While many may think that Executive MBA programs are exclusively for executives from large corporations, unconventional backgrounds are becoming more common, and entrepreneurs are often part of this mix.

In a typical McGill-HEC Montréal EMBA class, 18-24% of participants are entrepreneurs.

7 Tips on How an EMBA Can Help an Entrepreneur

atypic-pascal_optA November 2014 QS Top MBA article focused on this entrepreneurial aspect in an interview with Pascal Lépine, a 2012 alumnus of the EMBA McGill-HEC Montreal and President and Founder of Atypic, a consulting services firm in strategy, finance and communication which specializes in work for non-profits, charities and other organizations in the plural sector.

Here are seven pieces of advice from Pascal for entrepreneurs considering an EMBA.

1. Find the right program for you, one that will meet your needs:
“What appealed to me about the program was its innovative approach to management: the emphasis on collective learning (inspired by Professor Henry Mintzberg) versus the more traditional approach.”

2. Be open to learning from your peers:
“I do believe that we can learn as much with our peers as we can from a professor.
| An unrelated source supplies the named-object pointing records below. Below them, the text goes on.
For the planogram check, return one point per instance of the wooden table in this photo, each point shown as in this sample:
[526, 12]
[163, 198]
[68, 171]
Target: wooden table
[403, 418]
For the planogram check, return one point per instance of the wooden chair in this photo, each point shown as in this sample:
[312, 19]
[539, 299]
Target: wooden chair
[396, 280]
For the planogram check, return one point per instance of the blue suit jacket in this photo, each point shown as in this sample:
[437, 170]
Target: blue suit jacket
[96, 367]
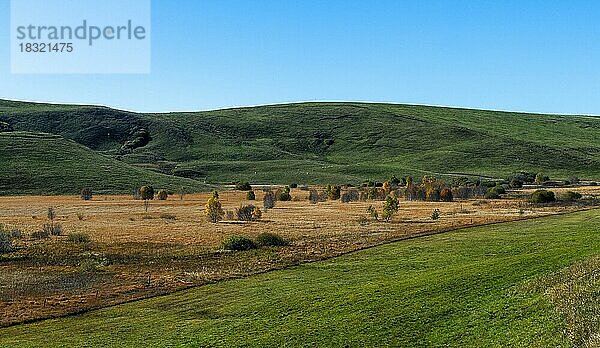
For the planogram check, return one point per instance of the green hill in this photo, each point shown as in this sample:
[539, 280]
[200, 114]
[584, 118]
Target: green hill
[326, 142]
[34, 163]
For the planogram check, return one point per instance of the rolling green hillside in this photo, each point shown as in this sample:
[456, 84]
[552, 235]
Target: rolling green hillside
[35, 163]
[327, 142]
[466, 288]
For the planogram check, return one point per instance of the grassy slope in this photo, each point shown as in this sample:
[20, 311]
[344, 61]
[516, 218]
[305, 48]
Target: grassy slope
[49, 164]
[326, 142]
[461, 289]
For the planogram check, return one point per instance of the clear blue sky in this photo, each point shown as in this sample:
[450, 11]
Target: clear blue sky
[539, 56]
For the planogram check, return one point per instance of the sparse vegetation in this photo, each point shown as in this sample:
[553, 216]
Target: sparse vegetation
[213, 209]
[543, 196]
[270, 240]
[86, 194]
[79, 238]
[239, 243]
[390, 207]
[162, 195]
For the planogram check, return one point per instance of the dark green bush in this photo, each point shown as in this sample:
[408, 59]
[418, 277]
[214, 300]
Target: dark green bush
[543, 196]
[270, 239]
[239, 243]
[5, 242]
[86, 194]
[243, 186]
[162, 195]
[79, 238]
[571, 196]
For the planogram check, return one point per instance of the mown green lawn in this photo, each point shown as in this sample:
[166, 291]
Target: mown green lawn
[462, 288]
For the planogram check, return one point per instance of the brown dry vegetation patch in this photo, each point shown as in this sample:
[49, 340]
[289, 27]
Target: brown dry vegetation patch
[135, 254]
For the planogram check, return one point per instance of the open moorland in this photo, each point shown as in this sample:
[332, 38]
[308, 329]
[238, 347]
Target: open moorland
[528, 284]
[110, 250]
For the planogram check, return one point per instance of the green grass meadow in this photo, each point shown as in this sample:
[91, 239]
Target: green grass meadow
[462, 288]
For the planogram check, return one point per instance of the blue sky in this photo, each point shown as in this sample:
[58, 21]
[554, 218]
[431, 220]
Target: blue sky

I was eager to hear what other senior executives were doing and what tools and strategies different corporations were applying. This form of knowledge sharing was a decisive factor for me.”

3. Try to put what you learn in the program into practice in your company:
“I was enticed by the fact that the program is delivered in a practical fashion; I was going to be able to use my own company as my case study and apply the new knowledge as I gained it. Therefore I would be able to measure the effectiveness of what I learnt on the go.”

4. Involve your team in the EMBA:
“It really brought a new breadth to my team. I involved many of my employees in activities related to the program. We exchanged ideas and reflected together on new things I was learning. We all learned a lot from each other and some of them decided to pursue continuing education themselves.”

5. Make sure your customers also benefit from your new learnings:
“As I am in the consulting business, my clients benefit largely from the knowledge I acquired throughout the program. Many organizations today are facing complex challenges and the solutions are not easy to find. The more holistic understanding that I now have about organizations helps me to provide even more comprehensive consulting solutions to my clients.”

6. Be ready to question yourself and the way you manage:
“I literally woke up one day thinking I was ready to challenge what I had learnt about management since the foundation of my company. After some research, an Executive MBA seemed the only valid option.
“In my opinion, there is only one precondition: be ready to question yourself and the way you manage. If you think you already know-it-all, an Executive MBA will be a waste of your time, and of the other participants’! When we go through such a program, it deeply changes the way we perceive ourselves, our colleagues, our companies, and even the idea of management itself. One needs to be ready to see his paradigms challenged and shaken. Most of the time, it is really uncomfortable. But it is totally worth it at the end.”

7. Don’t wait for the perfect timing:
“I think that each person knows when the time feels right. But don’t wait for the perfect timing. There is always something going on at work or at home. There is always a good reason to postpone pursuing an EMBA. If one waits for the perfect timing, one will probably end up never doing it.